When you tell students to look words up in a dictionary, they never do. They think bad words about you. I prefer teaching them how to analyze word parts with this determining meaning from word parts lesson plan. They'll still think bad words about you, but at least they'll know how to read.
Befuddled by Vocabulary?
I gave a vocabulary list not long ago with the word aggrandizement. Out of 37 students, not a single one found it in the dictionary. Befuddled, I grabbed the dictionary. It was in there and I showed it to several students. Befuddled, they asked where. Befuddled, I pointed to it. Befuddled, They still didn't see it. Befuddled, I highlighted it with the yellow Sharpie I had stolen from the supply room the day before. Befuddled, they looked at me strange and said, "That's not aggrandizement. That's aggrandize." Befuddled, I rammed the yellow Sharpie I had stolen the day before from the supply room up my left nostril and decided to do a determining meaning from word parts lesson plan and teach word parts and meanings.
Here's how to teach word parts and meaning by using this determining meaning from word parts lesson plan.
Determining Meanings from Word Parts Lesson Plan Procedures
Write on the board the following:
- Prefix: a word part that is added at the beginning of another word or word part
- Suffix: a word part that is added to the end of another word or word part
- Base word: a complete word to which a prefix and/or a suffix may be added. It can stand on its own.
- Root: a word part to which a prefix and/or suffix may be added. A root cannot stand on its own.
Explain that each part of the word contributes to its meaning. By learning the meanings of common prefixes and suffixes, we can figure out the meaning by just knowing the meaning of the base word or root. That's why dictionaries often only define the base word (At this point, think but don't say, "so quit asking me stupid questions during vocabulary assignments!").
Give examples. Use mine if you wish:
transcontinental: trans is the prefix; continent is the base word; al is the suffix.
entrapment: en is the prefix; trap is the base word; ment is the suffix.
refortify: re is the prefix; fort is the root; fy is the suffix.

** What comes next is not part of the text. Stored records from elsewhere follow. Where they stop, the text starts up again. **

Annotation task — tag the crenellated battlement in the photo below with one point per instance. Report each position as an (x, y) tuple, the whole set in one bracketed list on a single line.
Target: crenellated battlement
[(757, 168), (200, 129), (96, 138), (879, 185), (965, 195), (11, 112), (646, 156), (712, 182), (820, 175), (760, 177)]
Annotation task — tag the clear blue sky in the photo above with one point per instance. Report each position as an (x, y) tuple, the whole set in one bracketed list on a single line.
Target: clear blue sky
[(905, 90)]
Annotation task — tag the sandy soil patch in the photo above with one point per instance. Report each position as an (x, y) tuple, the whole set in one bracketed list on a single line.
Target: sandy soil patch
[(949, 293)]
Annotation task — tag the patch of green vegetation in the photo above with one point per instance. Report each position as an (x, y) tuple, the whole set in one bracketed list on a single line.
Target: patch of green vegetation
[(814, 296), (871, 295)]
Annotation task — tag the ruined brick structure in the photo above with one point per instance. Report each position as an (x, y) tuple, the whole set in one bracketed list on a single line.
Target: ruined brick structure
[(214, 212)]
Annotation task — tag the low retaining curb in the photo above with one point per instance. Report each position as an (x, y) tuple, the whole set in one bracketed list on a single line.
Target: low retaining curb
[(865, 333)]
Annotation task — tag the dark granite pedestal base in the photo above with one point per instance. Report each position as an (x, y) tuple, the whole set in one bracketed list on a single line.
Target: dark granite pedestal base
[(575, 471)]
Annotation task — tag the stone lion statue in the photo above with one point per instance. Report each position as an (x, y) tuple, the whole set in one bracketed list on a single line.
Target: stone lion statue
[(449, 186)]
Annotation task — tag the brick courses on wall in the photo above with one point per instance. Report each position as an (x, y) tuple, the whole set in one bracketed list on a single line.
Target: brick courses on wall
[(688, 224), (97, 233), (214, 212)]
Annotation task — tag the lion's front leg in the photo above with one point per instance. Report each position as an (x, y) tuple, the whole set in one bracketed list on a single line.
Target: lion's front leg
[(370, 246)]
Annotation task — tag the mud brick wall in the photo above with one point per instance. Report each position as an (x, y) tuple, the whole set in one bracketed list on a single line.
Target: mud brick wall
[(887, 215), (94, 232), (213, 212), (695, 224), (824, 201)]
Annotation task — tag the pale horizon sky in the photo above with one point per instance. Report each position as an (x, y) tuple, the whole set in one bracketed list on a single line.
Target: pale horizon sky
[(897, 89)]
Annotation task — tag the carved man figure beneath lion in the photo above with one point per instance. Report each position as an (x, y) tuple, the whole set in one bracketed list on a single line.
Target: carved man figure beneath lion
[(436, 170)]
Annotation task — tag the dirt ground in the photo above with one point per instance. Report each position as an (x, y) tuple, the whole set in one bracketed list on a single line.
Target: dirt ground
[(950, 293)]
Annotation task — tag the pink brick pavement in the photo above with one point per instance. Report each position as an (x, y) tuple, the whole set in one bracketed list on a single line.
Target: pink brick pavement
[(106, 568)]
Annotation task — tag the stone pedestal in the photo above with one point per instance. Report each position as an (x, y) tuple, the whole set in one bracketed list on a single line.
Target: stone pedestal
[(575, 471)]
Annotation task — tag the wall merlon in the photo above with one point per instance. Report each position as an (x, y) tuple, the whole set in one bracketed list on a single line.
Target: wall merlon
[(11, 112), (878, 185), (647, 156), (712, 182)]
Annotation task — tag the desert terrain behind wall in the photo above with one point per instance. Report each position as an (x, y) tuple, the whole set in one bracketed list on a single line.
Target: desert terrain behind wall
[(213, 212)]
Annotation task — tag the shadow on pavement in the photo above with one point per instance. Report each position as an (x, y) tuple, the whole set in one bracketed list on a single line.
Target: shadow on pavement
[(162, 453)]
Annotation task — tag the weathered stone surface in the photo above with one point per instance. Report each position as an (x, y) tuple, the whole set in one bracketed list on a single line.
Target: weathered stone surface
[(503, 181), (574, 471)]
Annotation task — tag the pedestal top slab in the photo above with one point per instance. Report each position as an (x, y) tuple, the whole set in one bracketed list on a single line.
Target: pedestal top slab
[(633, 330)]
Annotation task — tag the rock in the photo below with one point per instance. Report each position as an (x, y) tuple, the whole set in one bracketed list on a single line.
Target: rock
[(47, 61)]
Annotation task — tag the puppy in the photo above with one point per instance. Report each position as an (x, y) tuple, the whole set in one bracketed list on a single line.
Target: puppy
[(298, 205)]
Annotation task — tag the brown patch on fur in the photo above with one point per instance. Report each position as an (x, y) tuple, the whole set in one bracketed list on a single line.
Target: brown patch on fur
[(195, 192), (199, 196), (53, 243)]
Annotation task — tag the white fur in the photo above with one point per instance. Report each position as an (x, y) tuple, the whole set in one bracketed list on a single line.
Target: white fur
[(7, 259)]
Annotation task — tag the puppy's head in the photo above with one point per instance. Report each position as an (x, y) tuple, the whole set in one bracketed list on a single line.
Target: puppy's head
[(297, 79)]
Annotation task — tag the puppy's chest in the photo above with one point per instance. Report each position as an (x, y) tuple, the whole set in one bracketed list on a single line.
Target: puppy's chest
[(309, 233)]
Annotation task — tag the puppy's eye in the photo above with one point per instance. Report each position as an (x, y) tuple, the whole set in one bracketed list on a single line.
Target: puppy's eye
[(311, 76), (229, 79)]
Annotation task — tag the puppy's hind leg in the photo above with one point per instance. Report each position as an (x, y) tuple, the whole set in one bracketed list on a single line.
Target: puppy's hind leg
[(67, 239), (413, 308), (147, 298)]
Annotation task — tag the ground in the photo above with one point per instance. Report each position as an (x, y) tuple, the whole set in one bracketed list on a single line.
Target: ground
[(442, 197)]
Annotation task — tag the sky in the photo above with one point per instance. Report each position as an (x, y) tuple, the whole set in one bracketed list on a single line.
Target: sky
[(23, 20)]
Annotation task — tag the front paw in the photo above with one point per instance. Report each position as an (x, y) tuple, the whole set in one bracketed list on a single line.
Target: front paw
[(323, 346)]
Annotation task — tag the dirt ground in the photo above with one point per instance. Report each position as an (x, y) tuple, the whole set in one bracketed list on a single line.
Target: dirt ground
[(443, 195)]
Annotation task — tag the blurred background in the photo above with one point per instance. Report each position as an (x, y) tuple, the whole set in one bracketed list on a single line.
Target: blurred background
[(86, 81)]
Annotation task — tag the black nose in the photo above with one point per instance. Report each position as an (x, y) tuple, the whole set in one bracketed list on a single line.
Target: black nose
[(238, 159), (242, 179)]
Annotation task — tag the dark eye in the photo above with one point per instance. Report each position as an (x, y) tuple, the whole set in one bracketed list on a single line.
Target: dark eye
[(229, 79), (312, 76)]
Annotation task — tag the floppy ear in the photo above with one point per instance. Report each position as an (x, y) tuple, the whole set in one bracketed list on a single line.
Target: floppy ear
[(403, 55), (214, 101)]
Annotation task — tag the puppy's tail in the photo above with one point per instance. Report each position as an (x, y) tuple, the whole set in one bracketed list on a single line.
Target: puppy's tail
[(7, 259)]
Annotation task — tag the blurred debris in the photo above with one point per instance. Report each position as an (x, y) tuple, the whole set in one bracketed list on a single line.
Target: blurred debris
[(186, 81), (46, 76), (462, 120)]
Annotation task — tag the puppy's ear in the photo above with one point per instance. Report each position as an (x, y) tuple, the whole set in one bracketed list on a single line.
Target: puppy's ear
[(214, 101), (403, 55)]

Teach Word Parts and Meaning: A Word about Suffixes
Students often struggle to use and understand different forms of a word correctly. Be sure to teach them suffixes do more than just change the meaning of a word; they change its part of speech. Here are some common suffixes with their part of speech:
noun suffixes that make people who do things: commandant, teacher, mortician, pianist
noun suffixes that make abstract words: constance, imagineation,confuseion, attitude, autism, colonization
suffixes that turn base words or roots into adjectives: readable, vivacious, magical, massive, beautiful
suffixes that turn base words or roots into verbs: fabricate, enlighten, magnify, finalize
suffixes that change base words and roots to adverbs: happily, likewise, skyward.